While industry research along with anecdotal evidence shows competing hard surface categories seem to be growing at a faster pace, wood has not ceded its position relative to its ranking among the likes of tile, resilient flooring, WPC, etc. For example, wood represented the third-largest hard surface category in terms of dollars in 2017, trailing only resilient (18% market share of total industry sales) and tile (13.3% of total sales). Back in 2007, wood was also the third-largest hard surface category—although resilient and tile represented a much lower portion of the overall pie at 9.8% and 9.3%, respectively. Ten years ago, wood held a 9% share of the market.
The one category that did not experience year-over-year growth in both sales and volume in 2017 was laminate. FCNews research shows sales of laminate in the U.S. fell 2.7% to $1.1.23 billion with volume shipped at the first point of distribution to 1.034 billion square feet, down 1.9% compared to 2016. Industry observers cite, among other factors, a shift in imports and the loss of significant domestic capacity when one major supplier closed its U.S. laminate operations.

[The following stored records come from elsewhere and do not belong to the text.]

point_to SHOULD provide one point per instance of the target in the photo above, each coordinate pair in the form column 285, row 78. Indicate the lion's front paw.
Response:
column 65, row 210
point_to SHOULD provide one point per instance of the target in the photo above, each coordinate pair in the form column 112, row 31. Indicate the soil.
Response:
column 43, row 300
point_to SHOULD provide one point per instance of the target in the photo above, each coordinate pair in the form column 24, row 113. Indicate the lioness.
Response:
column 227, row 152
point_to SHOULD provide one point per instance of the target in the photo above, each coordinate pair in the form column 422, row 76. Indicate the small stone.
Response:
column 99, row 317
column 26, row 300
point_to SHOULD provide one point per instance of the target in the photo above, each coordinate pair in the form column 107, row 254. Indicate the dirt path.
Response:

The 2017 falloff in laminate flooring sales put the category totals at their lowest level since 2013, when sales reached just over $1.12 billion before rising each year for three consecutive years. Likewise, the volume of laminate flooring sold hit its lowest point since 2011, when shipments totaled 1.02 billion square feet. The contrast is even more pronounced when comparing last year’s activity to laminate’s performance 10 years ago; at that time, U.S. sales hit $1.169 billion, with volume reaching roughly 970 million square feet. While laminate still exceeds hardwood in the volume department (albeit slightly), the category is among the lowest in terms of price per square foot. In fact, the segment has not seen much movement beyond the $1.08 per square foot wholesale price point since 2010. Meanwhile, competing products such as resilient and ceramic tile have seen their respective price points increase accordingly.
Observers are also seeing big boxes and discount merchandisers grow their market share. FCNews research shows Home Depot and Lowe’s increased their share of laminate sales to the tune of a combined 46%, up from 42% in 2017. That’s in keeping the big-box giants’ market share of laminate sales in 2012.